L’ouvrage de Daniel Cadet est en fait un livre double. On peut très bien n’en retenir que la relation de la vie d’un membre d’équipage d’EALA* en Algérie à travers son quotidien, rapporté chronologiquement depuis son volontariat pour servir dans l’armée de l’Air et dans le personnel navigant, en Algérie, soit deux chapitres qui courent sur un peu plus de 80 pages. On peut aussi passer rapidement sur ces pages et débuter la lecture de la seconde partie, d’une quarantaine de pages, qui recueille les réflexions de l’auteur sur le contexte politique, son questionnement sur son engagement, son avis sur les nombreux évènements tragiques qui ont marqué une guerre qui ne disait pas alors son nom.

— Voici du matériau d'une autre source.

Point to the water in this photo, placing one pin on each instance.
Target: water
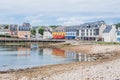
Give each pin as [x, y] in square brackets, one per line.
[14, 57]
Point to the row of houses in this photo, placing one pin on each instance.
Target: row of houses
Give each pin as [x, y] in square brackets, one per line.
[14, 30]
[97, 31]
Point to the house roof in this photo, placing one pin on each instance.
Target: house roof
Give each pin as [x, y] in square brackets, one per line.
[107, 29]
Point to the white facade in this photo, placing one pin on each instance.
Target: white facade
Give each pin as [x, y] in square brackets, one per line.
[118, 35]
[47, 35]
[4, 31]
[92, 31]
[109, 34]
[38, 36]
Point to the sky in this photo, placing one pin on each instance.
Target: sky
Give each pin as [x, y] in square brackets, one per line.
[59, 12]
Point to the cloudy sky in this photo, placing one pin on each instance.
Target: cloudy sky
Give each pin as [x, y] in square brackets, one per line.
[59, 12]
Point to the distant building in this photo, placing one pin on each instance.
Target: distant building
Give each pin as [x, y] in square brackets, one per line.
[13, 29]
[4, 29]
[38, 36]
[24, 31]
[109, 33]
[59, 33]
[92, 31]
[118, 35]
[71, 32]
[47, 34]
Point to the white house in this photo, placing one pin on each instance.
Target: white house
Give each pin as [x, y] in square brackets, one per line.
[109, 34]
[47, 34]
[118, 35]
[38, 36]
[92, 31]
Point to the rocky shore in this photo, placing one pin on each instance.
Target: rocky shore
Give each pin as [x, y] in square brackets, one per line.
[105, 68]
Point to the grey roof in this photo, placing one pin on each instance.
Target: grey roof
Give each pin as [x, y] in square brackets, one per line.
[13, 27]
[92, 24]
[107, 29]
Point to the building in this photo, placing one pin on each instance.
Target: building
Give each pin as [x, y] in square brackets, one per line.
[109, 33]
[118, 35]
[38, 36]
[92, 31]
[47, 34]
[71, 32]
[24, 31]
[13, 29]
[4, 29]
[59, 33]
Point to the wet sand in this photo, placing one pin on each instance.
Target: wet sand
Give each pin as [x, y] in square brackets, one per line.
[105, 68]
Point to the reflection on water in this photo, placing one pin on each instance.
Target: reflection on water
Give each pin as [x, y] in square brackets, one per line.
[22, 57]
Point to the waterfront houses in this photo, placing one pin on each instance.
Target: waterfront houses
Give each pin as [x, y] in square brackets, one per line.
[71, 32]
[4, 29]
[92, 31]
[47, 34]
[13, 29]
[24, 31]
[59, 33]
[118, 35]
[109, 33]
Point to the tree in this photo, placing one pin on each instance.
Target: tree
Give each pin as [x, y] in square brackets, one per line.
[33, 31]
[40, 31]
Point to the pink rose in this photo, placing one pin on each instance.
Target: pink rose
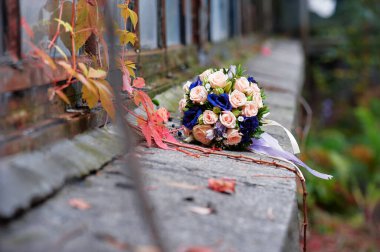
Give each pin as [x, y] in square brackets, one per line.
[257, 98]
[218, 79]
[205, 74]
[164, 114]
[209, 117]
[186, 131]
[200, 133]
[181, 105]
[241, 84]
[186, 87]
[250, 109]
[233, 137]
[198, 94]
[228, 119]
[237, 99]
[252, 89]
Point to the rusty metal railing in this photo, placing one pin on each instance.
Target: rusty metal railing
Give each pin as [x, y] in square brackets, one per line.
[132, 166]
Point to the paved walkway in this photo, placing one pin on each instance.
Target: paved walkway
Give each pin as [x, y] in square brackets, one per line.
[260, 216]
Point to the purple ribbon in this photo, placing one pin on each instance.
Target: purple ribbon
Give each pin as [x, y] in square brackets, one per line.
[266, 144]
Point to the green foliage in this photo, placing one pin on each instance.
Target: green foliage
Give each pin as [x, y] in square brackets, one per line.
[353, 163]
[347, 73]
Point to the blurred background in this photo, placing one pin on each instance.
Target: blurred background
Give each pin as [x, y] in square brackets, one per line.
[341, 119]
[342, 88]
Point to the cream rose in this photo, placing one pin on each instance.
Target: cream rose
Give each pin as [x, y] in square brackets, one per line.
[257, 98]
[209, 117]
[181, 105]
[205, 74]
[218, 79]
[186, 131]
[250, 109]
[186, 87]
[164, 114]
[200, 133]
[198, 94]
[233, 137]
[228, 119]
[252, 89]
[237, 99]
[241, 84]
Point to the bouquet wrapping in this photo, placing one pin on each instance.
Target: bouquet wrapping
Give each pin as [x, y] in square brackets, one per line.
[223, 108]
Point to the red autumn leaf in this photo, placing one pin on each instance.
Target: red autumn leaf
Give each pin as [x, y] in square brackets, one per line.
[79, 204]
[142, 98]
[139, 82]
[164, 114]
[146, 131]
[127, 82]
[158, 140]
[266, 51]
[223, 185]
[27, 28]
[198, 249]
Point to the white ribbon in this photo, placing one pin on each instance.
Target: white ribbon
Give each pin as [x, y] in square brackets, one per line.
[293, 141]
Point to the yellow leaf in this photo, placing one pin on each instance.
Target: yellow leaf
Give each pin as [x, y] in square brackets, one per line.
[66, 25]
[97, 73]
[89, 96]
[134, 17]
[83, 24]
[66, 17]
[86, 83]
[60, 51]
[106, 95]
[62, 96]
[126, 37]
[123, 11]
[67, 67]
[84, 69]
[130, 67]
[46, 58]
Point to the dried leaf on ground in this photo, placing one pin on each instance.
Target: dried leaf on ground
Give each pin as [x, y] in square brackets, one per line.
[202, 210]
[80, 204]
[198, 249]
[110, 239]
[223, 185]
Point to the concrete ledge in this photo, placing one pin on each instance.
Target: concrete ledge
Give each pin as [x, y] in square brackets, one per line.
[28, 177]
[261, 216]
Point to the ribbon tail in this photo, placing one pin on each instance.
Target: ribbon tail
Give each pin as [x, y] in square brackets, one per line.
[260, 145]
[293, 141]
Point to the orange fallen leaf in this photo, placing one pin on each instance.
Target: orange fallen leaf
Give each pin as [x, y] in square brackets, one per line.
[223, 185]
[198, 249]
[79, 204]
[139, 82]
[201, 210]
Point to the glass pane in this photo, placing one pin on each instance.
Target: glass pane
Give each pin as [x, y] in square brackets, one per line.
[189, 25]
[40, 15]
[219, 20]
[2, 23]
[173, 36]
[148, 23]
[236, 18]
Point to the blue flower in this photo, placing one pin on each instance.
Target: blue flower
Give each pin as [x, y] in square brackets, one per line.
[249, 125]
[190, 118]
[198, 82]
[251, 79]
[219, 129]
[220, 101]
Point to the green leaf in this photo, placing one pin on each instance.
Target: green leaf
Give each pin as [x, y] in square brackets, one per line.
[134, 18]
[90, 96]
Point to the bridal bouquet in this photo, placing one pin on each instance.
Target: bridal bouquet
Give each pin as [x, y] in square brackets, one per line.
[223, 108]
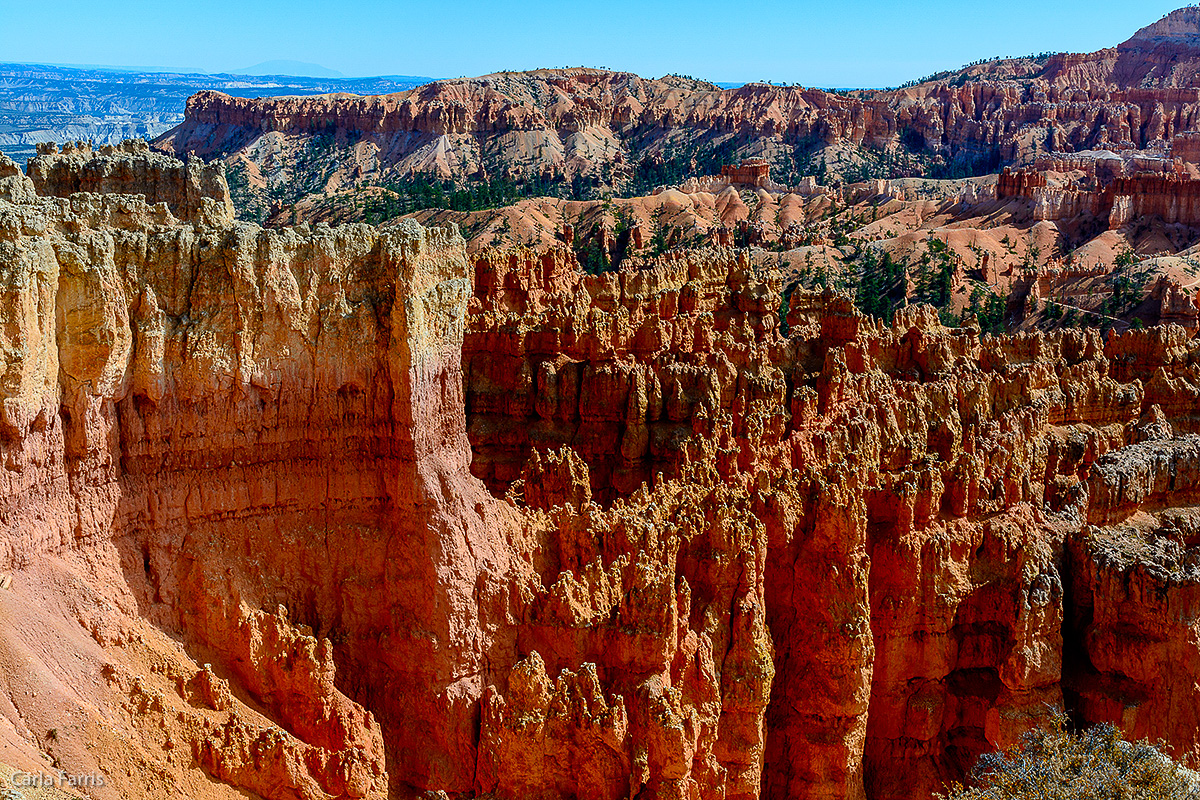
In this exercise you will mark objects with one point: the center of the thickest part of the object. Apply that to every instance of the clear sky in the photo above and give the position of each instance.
(840, 43)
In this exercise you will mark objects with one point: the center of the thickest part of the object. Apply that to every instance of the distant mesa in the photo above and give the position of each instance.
(283, 67)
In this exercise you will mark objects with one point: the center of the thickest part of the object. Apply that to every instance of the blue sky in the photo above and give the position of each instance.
(839, 43)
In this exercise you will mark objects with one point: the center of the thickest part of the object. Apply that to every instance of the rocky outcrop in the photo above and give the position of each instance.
(928, 479)
(1140, 97)
(736, 546)
(255, 443)
(189, 190)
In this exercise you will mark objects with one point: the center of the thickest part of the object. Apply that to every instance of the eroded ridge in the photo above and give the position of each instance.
(736, 546)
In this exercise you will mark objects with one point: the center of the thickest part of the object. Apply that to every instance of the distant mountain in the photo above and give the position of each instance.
(41, 102)
(293, 68)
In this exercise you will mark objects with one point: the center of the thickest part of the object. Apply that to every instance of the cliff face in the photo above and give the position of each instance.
(735, 547)
(255, 443)
(917, 485)
(587, 122)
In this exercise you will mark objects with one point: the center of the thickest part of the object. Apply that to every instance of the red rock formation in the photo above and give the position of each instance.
(131, 168)
(1141, 96)
(745, 547)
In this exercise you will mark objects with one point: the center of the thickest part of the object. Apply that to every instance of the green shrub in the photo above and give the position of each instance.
(1095, 764)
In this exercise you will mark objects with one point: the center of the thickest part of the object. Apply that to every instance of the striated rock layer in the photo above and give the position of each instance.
(1143, 95)
(736, 546)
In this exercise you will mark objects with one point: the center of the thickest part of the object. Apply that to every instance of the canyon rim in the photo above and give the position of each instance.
(751, 483)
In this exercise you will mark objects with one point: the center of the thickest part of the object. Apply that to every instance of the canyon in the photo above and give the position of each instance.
(589, 132)
(360, 512)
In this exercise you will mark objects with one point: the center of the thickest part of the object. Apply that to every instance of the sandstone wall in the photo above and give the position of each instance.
(187, 188)
(918, 486)
(735, 547)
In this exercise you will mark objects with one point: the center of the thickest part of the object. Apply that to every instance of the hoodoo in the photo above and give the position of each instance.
(346, 512)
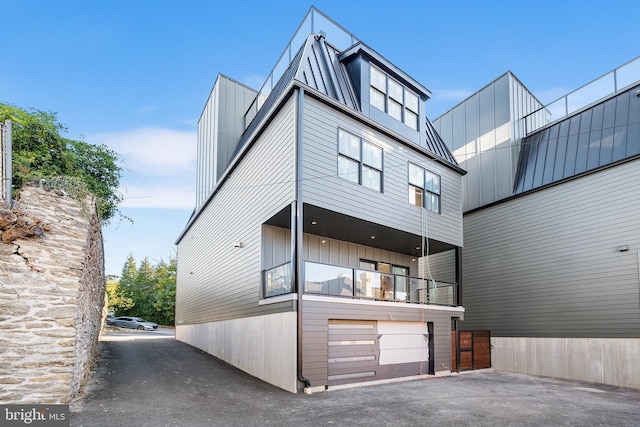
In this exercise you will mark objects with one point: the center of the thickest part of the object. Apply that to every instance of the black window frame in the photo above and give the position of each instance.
(426, 191)
(362, 164)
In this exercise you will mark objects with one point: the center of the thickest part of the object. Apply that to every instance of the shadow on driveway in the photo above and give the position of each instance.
(150, 379)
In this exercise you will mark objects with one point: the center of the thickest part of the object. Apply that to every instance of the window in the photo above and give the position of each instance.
(424, 188)
(389, 96)
(359, 161)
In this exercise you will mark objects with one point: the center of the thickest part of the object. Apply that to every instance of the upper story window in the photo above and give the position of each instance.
(424, 188)
(389, 96)
(359, 161)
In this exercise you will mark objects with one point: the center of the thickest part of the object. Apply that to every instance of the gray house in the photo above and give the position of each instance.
(325, 246)
(552, 225)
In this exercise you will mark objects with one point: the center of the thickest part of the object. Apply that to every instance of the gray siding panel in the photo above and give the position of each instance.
(323, 187)
(217, 281)
(546, 264)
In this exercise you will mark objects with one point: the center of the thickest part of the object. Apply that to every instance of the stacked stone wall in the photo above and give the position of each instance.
(51, 299)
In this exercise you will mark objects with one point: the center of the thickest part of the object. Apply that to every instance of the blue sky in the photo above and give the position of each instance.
(135, 74)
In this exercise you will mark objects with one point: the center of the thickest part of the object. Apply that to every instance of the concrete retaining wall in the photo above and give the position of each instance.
(611, 361)
(263, 346)
(51, 300)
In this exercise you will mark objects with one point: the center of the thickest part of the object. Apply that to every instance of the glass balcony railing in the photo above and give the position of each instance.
(338, 281)
(314, 22)
(612, 82)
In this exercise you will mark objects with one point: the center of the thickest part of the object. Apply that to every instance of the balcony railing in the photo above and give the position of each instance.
(314, 22)
(355, 283)
(612, 82)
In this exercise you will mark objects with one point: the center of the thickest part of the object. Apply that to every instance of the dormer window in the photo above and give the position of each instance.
(390, 96)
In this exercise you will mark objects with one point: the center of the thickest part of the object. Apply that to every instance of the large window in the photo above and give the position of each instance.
(359, 161)
(389, 96)
(424, 188)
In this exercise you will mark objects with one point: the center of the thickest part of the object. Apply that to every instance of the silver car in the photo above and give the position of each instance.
(132, 323)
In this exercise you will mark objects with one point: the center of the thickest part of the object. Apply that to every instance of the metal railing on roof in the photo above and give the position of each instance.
(314, 22)
(612, 82)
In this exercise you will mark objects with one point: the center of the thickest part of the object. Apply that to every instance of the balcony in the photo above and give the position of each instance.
(355, 283)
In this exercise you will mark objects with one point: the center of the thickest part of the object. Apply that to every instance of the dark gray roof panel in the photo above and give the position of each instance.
(605, 133)
(436, 145)
(321, 69)
(318, 65)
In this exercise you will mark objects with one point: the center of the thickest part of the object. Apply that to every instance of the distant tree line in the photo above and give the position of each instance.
(145, 290)
(41, 152)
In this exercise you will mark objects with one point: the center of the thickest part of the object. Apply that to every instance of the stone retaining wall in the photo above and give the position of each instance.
(51, 300)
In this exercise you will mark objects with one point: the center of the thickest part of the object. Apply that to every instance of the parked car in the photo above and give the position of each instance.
(132, 323)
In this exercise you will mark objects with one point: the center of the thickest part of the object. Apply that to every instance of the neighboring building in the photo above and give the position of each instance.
(318, 198)
(552, 225)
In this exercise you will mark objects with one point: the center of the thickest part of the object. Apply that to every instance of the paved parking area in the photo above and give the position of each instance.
(150, 379)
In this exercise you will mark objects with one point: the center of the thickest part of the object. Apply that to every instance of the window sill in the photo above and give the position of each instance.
(279, 298)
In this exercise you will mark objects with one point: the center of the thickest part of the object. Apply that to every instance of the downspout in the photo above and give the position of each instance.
(298, 228)
(8, 177)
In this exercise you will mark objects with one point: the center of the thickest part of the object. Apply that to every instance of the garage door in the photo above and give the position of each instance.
(371, 350)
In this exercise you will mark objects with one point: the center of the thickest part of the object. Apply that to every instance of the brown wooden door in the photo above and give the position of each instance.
(470, 350)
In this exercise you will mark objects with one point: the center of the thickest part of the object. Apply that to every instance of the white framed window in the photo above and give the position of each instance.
(424, 188)
(388, 95)
(359, 161)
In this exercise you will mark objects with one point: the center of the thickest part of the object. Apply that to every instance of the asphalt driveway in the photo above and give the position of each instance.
(150, 379)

Rebuté par la vie de 29 mois de conscrit lambda qu’il voit arriver, Daniel Cadet choisit de passer son service militaire en tant qu’observateur sur T-6. Après son stage à la DIOM* de Caen, il est affecté chez les « Ramel » de l’EALA 6/72 de Kenchéla, au sud-est de Constantine. Son récit ne manque pas d’intérêt, car il livre nombre de détails matériels et opérationnels, mais également humains, sur le fonctionnent d’une escadrille : les missions journalières, les camarades abattus, les rapports entre appelés du contingent et militaires de carrière, le soutien des troupes au sol, les techniques d’attaque, la vie en dehors des vols … Ces pages sont agrémentées de photos inédites (pas seulement aéronautiques) dues à l’auteur, dont l’intérêt est quelque peu desservi par leur taille réduite et leur tirage, mais aussi par la qualité du papier. Ensuite, l’auteur se place délibérément sur un autre plan, celui des idées. À travers des chapitres intitulés « La trahison du chef de l’État », « Police française et barbouzes avec le FLN*«  ou encore « Pour en finir avec la fable du 17 octobre 1961 », il n’a de cesse de livrer son profond ressentiment sur l’indépendance de l’Algérie et, selon lui, le sacrifice inutile de tous les militaires tués, la falsification des évènements au profit de l’oubli forcé, la trahison des civils et des militaires par les hautes sphères de l’État. Partisan de l’Algérie française** et convaincu de l’œuvre sociale et économique que la France a mis en œuvre de l’autre côté de la Méditerranée, l’auteur ne peut accepter l’issue de la Guerre d’Algérie, d’autant qu’il considère que la France ne l’a pas perdue et de ce fait, que les Français ont subi une « désinformation officielle » qui se poursuit encore, à ce sujet et au profit du FLN. C’est en fait ce qui se dégage majoritairement au fil de ces 140 pages : le sentiment d’une jeunesse pleine d’engagement et d’allant, physique et intellectuel, mais cruellement gaspillée par la raison d’État. Quoi qu’il en soit, ce livre se lit d’une seule traite ou presque, grâce au style alerte et concret de l’auteur.

Bernard Palmieri


144 pages, 16 x 24 cm, broché


* EALA : Escadrille d’Aviation Légère d’Appui
* DIOM : Division d’Instruction des Observateurs Mitrailleurs
* FLN : Front de Libération Nationale (Algérie)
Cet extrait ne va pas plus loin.